La scelta è ricaduta su Yeva Sai, già vista in Mare fuori 3 e che ritroveremo nella nuova stagione. “All’inizio mi sentivo un po’ in difficoltà”, ricorda l’attrice seduta su una sedia di paglia al fianco di Palasciano in una saletta della trattoria, tra tramezzini e pasticcini portati dalla produzione. “Ero sola nel contesto della guerra e mi dicevo: ‘Ma esiste anche qualcos’altro?’. Devo dire che lavorare con questo personaggio mi ha fatto ricordare che ci sono tante altre cose. Perché quando ti ritrovi in una situazione così, un po’ ti mangia”.

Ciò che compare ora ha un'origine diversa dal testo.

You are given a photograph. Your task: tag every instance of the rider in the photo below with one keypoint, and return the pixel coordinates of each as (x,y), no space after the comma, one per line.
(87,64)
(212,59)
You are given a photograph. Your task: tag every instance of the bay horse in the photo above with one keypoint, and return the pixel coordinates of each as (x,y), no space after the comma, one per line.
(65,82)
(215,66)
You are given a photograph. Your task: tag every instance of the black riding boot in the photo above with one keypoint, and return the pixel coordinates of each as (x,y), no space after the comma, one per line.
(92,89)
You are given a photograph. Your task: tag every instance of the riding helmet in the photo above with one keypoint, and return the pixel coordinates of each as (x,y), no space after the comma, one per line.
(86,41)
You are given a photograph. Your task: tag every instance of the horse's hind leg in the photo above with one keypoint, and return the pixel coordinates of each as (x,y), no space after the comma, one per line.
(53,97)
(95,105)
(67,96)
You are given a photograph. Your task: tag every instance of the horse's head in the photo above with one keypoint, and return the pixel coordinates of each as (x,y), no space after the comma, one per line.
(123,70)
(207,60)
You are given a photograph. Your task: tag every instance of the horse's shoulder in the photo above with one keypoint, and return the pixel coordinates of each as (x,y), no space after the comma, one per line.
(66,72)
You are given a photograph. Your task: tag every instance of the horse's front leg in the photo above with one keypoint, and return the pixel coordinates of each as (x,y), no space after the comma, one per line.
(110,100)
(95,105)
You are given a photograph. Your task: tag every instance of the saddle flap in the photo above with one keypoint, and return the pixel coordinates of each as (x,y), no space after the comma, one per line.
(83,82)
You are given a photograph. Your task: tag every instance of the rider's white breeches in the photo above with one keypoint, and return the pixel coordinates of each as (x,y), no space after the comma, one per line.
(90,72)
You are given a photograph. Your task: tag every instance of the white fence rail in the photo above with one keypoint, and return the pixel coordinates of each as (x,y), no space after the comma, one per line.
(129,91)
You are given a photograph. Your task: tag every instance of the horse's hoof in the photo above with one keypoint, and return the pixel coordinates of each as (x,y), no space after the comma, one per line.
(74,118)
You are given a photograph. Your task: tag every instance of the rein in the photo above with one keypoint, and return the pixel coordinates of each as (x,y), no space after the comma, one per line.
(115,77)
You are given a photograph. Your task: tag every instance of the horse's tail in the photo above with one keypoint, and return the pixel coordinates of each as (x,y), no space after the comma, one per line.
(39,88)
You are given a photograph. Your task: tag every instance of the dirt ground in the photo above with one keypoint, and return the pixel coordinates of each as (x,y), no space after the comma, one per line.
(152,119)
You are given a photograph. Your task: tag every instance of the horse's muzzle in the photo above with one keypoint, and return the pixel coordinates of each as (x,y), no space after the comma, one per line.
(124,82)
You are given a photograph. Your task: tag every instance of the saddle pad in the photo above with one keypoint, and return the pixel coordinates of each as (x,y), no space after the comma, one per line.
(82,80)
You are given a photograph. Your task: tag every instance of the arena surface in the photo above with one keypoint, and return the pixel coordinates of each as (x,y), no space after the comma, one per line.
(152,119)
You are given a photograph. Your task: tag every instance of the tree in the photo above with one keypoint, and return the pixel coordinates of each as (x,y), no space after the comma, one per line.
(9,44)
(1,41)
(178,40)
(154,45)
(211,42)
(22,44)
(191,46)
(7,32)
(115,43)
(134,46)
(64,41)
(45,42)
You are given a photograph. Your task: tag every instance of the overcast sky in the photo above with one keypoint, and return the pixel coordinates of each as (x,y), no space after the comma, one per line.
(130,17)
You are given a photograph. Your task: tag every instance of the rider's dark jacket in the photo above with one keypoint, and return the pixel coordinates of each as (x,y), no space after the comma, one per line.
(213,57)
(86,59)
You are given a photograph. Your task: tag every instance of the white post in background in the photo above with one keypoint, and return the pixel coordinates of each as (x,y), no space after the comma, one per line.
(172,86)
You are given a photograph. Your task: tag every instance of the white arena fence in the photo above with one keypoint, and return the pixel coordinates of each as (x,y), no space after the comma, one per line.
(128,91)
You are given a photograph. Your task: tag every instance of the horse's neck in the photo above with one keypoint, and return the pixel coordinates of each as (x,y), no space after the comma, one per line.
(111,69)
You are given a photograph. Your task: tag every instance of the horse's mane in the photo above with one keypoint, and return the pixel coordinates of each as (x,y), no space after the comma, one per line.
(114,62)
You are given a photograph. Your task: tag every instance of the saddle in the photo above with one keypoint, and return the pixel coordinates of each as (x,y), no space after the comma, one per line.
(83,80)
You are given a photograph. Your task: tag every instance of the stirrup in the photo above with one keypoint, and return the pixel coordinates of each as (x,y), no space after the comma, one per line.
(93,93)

“Abbiamo trovato una persona che ha dei grandi punti di contatto con il personaggio”, sottolinea Isola. “Da quel punto di vista non c’era bisogno di dire nient’altro. Il tema della tragedia viene da sé. Non è un film sulla guerra ma sul desiderio di queste due ragazze di essere libere, di poter vivere la propria vita e le loro scelte in libertà.”. “Ma non potevamo ignorarla, sarebbe stato finto”, gli fa eco De Caro parlando del conflitto. “Quando è scoppiata la guerra ci siamo detti che andava raccontata. Yuvi viene da lì e quindi le sfumature del suo personaggio assumono dei contorni diversi”.

Taxi Monamour, tra autodeterminazione e libertà

Mentre De Caro parla con il direttore della fotografia, Manuele Mandolesi, Rosa Palasciano mette i vestiti di scena – t-shirt bianca e grembiule verde – e Valerio Di Benedetto saluta tutti salendo in sella alla sua moto, la troupe monta un gazebo per proteggere l’attrezzatura dalla pioggia. Dei turisti che girano l’angolo si ritrovano davanti ad un set a cielo aperto. Tentennanti sul da farsi decidono di tornare indietro.

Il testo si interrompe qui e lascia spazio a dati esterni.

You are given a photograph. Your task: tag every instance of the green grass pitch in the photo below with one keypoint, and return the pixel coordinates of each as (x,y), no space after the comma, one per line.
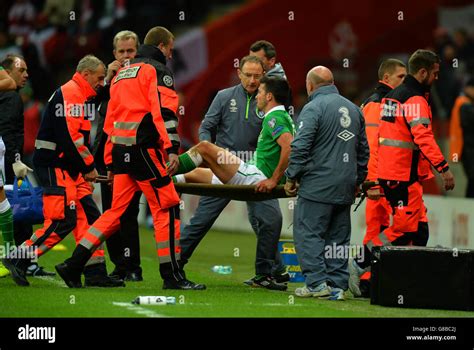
(226,295)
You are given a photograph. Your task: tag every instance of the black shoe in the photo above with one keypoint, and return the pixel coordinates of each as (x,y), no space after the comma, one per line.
(36,271)
(96,276)
(71,277)
(17,271)
(182,284)
(268,282)
(134,277)
(103,281)
(249,282)
(118,274)
(281,277)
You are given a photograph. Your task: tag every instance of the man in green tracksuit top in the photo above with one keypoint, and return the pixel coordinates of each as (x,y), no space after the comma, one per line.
(265,170)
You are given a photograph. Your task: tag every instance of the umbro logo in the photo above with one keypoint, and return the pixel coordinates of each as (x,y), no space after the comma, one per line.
(345,135)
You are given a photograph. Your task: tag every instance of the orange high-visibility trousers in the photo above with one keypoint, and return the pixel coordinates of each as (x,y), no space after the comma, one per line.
(409,225)
(377,217)
(164,207)
(85,219)
(59,209)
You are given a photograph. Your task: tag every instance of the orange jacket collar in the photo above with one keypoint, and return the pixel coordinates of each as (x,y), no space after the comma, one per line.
(86,89)
(384,83)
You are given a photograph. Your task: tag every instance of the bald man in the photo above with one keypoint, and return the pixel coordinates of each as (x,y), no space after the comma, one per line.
(328,161)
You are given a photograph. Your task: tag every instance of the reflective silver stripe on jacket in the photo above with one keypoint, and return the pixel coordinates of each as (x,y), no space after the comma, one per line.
(419,121)
(397,143)
(126,125)
(45,144)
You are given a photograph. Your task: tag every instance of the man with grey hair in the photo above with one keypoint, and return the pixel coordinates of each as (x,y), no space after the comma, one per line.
(64,166)
(123,247)
(328,160)
(234,122)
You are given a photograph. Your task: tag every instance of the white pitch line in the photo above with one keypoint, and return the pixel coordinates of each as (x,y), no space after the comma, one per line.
(139,310)
(276,304)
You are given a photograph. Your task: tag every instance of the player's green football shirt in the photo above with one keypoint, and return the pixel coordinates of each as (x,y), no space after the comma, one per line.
(267,156)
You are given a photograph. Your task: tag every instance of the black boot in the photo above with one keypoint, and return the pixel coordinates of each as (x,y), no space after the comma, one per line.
(96,276)
(70,275)
(17,268)
(71,270)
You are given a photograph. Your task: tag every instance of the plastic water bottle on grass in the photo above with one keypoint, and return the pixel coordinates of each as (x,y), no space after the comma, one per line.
(154,300)
(223,270)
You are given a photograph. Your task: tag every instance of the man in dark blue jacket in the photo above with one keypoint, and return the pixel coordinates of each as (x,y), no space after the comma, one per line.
(328,160)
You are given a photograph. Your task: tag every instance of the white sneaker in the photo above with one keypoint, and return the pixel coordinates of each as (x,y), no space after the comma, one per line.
(354,277)
(321,290)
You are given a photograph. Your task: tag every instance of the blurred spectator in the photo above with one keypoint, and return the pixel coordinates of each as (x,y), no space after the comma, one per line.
(21,17)
(465,48)
(32,114)
(58,12)
(456,141)
(467,126)
(441,39)
(447,87)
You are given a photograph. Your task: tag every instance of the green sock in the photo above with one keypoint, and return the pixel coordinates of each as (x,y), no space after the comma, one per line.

“Lo scopro sempre dopo, vedendo anche gli altri film che ho fatto, che i miei personaggi hanno un bisogno non solo di libertà ma di autodeterminazione, di potersi permettere il diritto di essere e di fare quello che vogliono”, racconta il regista. “E io voglio guardare questi personaggi senza giudicare loro e le loro scelte che, a volte, possono sembrare sbagliate o incomprensibili. In Taxi Monamour la loro autodeterminazione inizia da due fatti gravi, la guerra da un lato e la malattia da un altro, che fanno capire ad Anna e Cristi che stanno buttando le loro vite se continueranno ad accontentare gli altri. Sono pronte ad incontrarsi perché hanno dei bisogni simili. Si vedono e si riconoscono”.

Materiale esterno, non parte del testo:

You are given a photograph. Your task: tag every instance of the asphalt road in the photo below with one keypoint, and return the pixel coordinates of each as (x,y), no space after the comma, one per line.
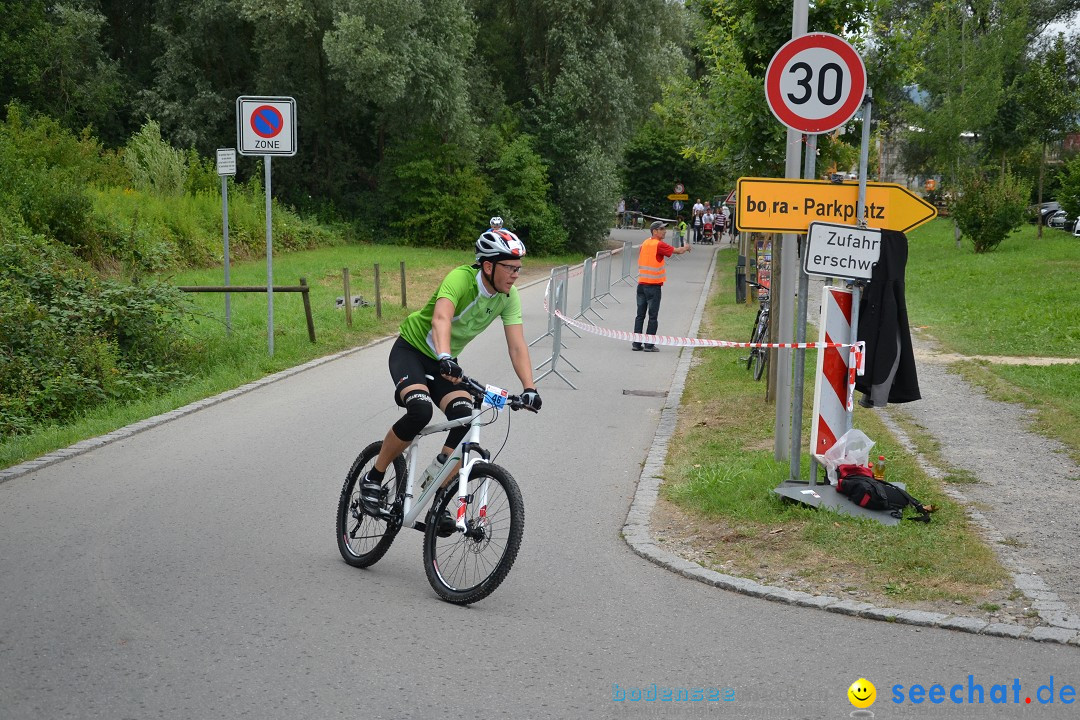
(191,571)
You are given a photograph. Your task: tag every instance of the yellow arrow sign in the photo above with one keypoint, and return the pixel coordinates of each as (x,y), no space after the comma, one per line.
(781,205)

Prima di iniziare le riprese chiediamo a Ciro De Caro come descriverebbe il suo film. Un sorriso accennato e una parola: “Libero”.

Taxi Monamour è prodotto da Simone Isola e Giuseppe Lepore per Kimerafilm, in associazione con Michael Fantauzzi per MFF, in collaborazione con Rai Cinema, con Adler Entertainment e con il contributo del ministero della cultura.